Log File Collection with OTeL

Log File Collection with OTeL

The filelogreceiver is a powerful component within the OTeL Collector. It is a full-fledged receiver that can tail files, and also process them on the fly. Before diving into the receiver configuration specifics and functionality, it is crucial to understand the logs data model.

Logs Data Model

There are various fields within the data model specification. Let's cover them categorically:

  • Time

    • Timestamp: The timestamp from the source (for example, when a log was generated by an SDK. Preferred)

    • ObservedTimestamp: The timestamp from the collection system (for example, when the collector receives the log message)

  • Trace

    • TraceId, SpanId, TraceFlags: For correlation to traces and spans. TraceFlags provides recommendations such as 'sampling' level, etc
  • Severity

    • SeverityText, SeverityNumber: "log level". Optional fields but OTeL provides numerical representations for granular log levels (TRACE, DEBUG, etc)
  • Body

    • Body: the log message body.
  • Attribution

    • Resource: Key / Value pairs that define and scope where messages originate from (for example: pods, instances, services, etc)

    • Attributes: Key / Value pairs that give additional information about the message (for example: http method, status, etc)

    • InstrumentationScope: Provides information on emitting libraries (for example: OTeL SDK library and version)

File Log Receiver

This receiver has a multitude of configuration options. Again, let's explore categorically and highlight important ones:

  • File Match Patterns

    • include, exclude: glob patterns that define files to be read, and specific ones to be excluded (for example: /var/log/folder/*.json )
  • Processing

    • multiline: Specifies a match pattern that can be used to specify new records. Incredibly useful for Error / Stack Trace type logs.

    • storage: Critical to offset tracking (file storage). Points to an "extension" in the OTeL spec.

    • operators: There are various "operators" that can take one of the fields (like the message body) and parse it (for example, parse json, time, uri, etc). These can be chained together via the output option. You can use if conditionals and also embed processors

  • Performance

    • poll_interval: Duration between File System polls

    • max_log_size: Max size of log entry to read to protect from large memory usage

  • Metadata Decoration

    • include_file_*: Various config parameters (boolean) like include_file_name, include_file_path, etc that can be added as useful attributes

    • attributes / resource: Directly add key / value pairs for all log messages from a file referenced in a receiver.

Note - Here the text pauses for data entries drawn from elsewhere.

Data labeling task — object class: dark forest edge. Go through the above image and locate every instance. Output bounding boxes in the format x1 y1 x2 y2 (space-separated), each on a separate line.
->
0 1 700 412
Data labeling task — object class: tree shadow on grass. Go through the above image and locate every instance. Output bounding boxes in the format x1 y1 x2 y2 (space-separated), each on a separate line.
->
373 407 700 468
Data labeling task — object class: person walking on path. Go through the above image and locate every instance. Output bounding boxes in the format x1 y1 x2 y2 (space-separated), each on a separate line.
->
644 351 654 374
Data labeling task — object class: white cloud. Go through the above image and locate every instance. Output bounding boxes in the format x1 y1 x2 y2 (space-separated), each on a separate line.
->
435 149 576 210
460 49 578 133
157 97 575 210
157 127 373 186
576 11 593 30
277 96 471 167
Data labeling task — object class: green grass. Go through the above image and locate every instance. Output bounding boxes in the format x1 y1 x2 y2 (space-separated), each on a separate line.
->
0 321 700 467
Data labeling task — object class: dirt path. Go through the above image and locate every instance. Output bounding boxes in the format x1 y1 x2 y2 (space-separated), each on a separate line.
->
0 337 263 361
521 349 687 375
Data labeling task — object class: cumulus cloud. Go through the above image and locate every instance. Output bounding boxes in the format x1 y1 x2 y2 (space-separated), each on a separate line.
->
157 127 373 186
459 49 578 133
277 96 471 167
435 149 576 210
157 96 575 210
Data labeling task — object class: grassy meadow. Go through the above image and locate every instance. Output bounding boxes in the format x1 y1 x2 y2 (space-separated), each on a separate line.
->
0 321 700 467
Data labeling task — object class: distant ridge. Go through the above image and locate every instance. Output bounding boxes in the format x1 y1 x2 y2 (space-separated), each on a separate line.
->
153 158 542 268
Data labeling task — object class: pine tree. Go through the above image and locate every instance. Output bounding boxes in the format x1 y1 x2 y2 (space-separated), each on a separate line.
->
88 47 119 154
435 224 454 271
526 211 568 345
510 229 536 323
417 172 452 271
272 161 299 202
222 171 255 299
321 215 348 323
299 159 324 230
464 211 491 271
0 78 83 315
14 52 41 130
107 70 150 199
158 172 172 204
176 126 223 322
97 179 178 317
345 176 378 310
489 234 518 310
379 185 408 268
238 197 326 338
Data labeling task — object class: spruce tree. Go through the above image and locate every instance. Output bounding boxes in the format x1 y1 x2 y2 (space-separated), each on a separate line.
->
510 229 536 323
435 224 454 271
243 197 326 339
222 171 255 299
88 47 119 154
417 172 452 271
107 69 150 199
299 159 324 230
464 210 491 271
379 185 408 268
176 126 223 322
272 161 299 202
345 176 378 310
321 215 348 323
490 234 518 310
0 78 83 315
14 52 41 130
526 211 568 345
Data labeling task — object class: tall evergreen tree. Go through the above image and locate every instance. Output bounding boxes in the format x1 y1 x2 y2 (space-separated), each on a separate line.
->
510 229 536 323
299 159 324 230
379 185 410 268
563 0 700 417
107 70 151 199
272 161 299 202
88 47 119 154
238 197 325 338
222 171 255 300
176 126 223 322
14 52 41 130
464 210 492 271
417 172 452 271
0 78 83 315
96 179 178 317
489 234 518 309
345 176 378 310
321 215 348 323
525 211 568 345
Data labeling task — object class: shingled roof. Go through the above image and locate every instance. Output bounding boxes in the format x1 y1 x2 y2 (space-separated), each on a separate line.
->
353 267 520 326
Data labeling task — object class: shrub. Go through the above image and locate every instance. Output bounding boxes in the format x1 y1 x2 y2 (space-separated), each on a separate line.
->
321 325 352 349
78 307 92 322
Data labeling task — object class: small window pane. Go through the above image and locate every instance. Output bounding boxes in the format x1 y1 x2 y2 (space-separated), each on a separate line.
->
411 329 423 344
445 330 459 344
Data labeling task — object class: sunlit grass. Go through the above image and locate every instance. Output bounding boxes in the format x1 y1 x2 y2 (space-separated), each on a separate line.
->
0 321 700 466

Offset Tracking for Reliability

Offset tracking is crucial to ensure log collection is reliable and accurate if the collector(s) restart. Using the file_storage extension, one can specify a directory for storage.

receivers:
  filelog:
    include: [/var/log/service/sample.log]
    storage: file_storage/filelogreceiver
extensions:
  file_storage/filelogreceiver:
    directory: /var/lib/otelcol/mydir